/horserace_data

Dataset for HKJC and SG Turfclub horse race

Hong Kong Jockey Club and Singapore TurfClub Horse Race Data

Foreword

Gambling is bad, m'kay.

This repository provides horse race data for the Hong Kong Jockey Club and the Singpore Turf Club. The data was obtained by scraping their respective public websites, and comes with no guarantee of correctness whatsoever.

A particularly cool thing is that we also provides historical odds for a period of time for HKJC race. Being able to predict what would be the final odds for a given horse on a given race is extremely valuable, but historical data are, as far as we know, not publicly available. We thus wrote a scraper, that ran for 2 seasons, that probed the odds at regular interval up to the race start. This allows for cool time series analysis that can't be done with historical data available on the public websites.

That dataset is provided as a set of compressed CSV files, that can easily be reloaded to a database of your choice, a pandas dataframe, or even Excel if you don't know any better. The HKJC website is just a little less crappy that the TurfClub one, in general HK data contains more information than their Singaporean counterpart.

Dataset

The schemas are not explicitely described because they should be quite straightforward and because I'm lazy.

List of all the horses (some retired) for HKJC and SGTC that ran a race, up to 2018-07-01.

Each row of this table is the result for a single horse in a single race, with their position, final odds (for first place -- more explicit dividends can be found in the all_dividends table for HK races). This is the main source of information for the statistics you want. Note that some races found in the performance table do NOT have their counterpart in the races table.

This contains historical results from 1979 up to 2018-06-27 for Hong Kong, and 2002-03-08 to 2018-04-24 for Singapore.

List of all the races ran between 2016-09-28 and 2018-06-27 for Hong Kong and 2016-09-25 to 2018-04-24 for Singapore. Note that some races not found in this table still have available performances in the performances table.

Each row of this table contains the JSON-encoded dividend results (which can be used to infer the final odds) for each race ran in Hong Kong between 2016-09-28 and 2018-06-27.

Each row contains the sectional times for races ran between 2008-06-05 and 2018-06-27. That's basically, for a given horse in a given race, what was their placing and time at given section of the track.

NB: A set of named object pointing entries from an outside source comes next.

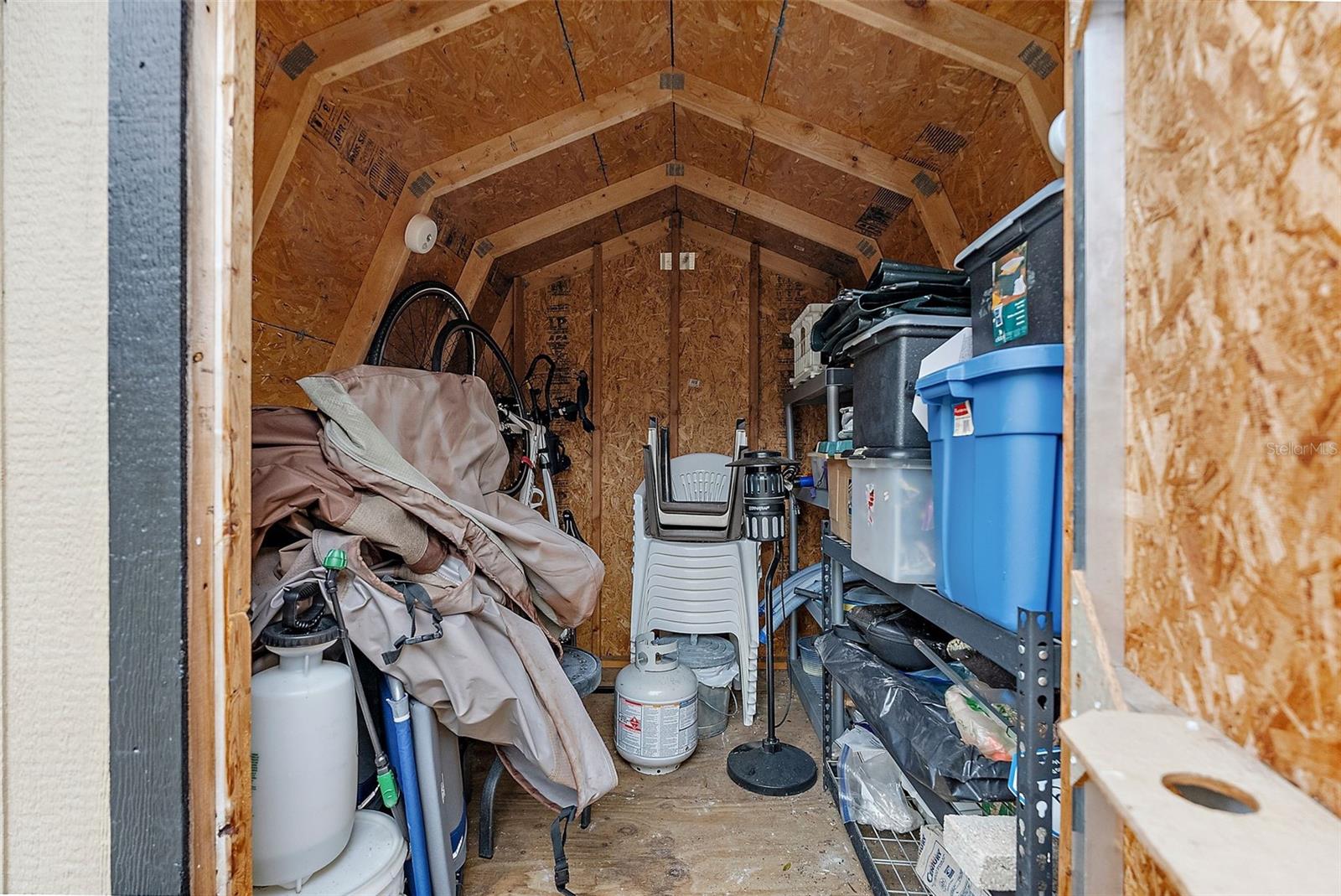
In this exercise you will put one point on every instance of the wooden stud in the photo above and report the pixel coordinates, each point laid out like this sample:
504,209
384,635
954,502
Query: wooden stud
596,381
384,272
520,325
674,337
755,272
974,39
334,53
942,225
219,344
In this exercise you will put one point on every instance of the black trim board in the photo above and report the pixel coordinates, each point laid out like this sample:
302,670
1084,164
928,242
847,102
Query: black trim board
147,205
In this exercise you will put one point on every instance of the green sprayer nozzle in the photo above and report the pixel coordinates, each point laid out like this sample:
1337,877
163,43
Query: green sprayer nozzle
386,784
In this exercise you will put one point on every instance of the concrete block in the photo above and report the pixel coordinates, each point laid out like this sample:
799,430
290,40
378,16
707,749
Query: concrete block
985,848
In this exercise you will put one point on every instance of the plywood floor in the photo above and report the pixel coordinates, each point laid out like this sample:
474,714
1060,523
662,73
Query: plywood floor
688,831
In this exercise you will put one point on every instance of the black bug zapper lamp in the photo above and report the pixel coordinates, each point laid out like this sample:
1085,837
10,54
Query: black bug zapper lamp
769,768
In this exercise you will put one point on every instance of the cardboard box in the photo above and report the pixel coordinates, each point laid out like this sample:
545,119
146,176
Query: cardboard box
938,871
840,498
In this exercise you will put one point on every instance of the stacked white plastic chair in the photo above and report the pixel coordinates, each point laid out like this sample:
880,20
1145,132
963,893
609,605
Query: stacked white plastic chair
699,588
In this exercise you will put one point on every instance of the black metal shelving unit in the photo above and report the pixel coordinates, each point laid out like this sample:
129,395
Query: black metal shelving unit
1030,650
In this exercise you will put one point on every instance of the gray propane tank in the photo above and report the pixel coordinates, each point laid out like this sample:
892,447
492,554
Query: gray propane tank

Live odds evolution for Hong Kong race ran between 2016-09-27 and 2018-06-27. HKJC is a "pari-mutuel" system where odds for a given horse / bet evolve up to the start of the race. This dataset was collected by poking for the odds at various interval before a race (with the interval getting smaller as the race was getting closer, since that's when the odds tend to vary the most). As far as we can tell, this kind of information can not be found in historical dataset, and can only be collected in real-time.

FAQ

Where's the scraper?

I initially planned on releasing the scrapers for the data, but few things stood in my way:

  • the data was obtained through scraping, and the websites changed. It happened many times while the scrapers were live, from 2016 to 2018, but the current version drifted too far from the latest working version. Scraping is inherently brittle and the code rots at a very fast pace. I am working on releasing a version that work but don't hold your breath.
  • the code was designed for a much larger purpose (probe for new race, pull and store results in a database) and requires a lot of cleanup to specifically isolate the scraping bits.

Why the discrepancy in the dates? Why some information available and some not? Why is the schema so dirty?

The websites offer various historical information in various format. It's a hot mess, really. Sometimes we get all we need, sometimes we need dirty hacks to get the rest, sometime the information is not available at all ¯\_(ツ)_/¯. This is also why there are some fields that are sometimes available, sometimes empty.

We tried to stick to whatever information was available from a given source. A sane developer would not have organize the data like that, but that's how we found it.

See also

We played with this data for fun, and talked about it in this talk. The morale of it is that you should probably not expect to make bank out of this dataset, but it's really cool for data analysis fun.

The scraping was also supporting a really cool Android app aptly named Horsemaster, but it was a bit of a commercial failure and was pulled out for various reasons.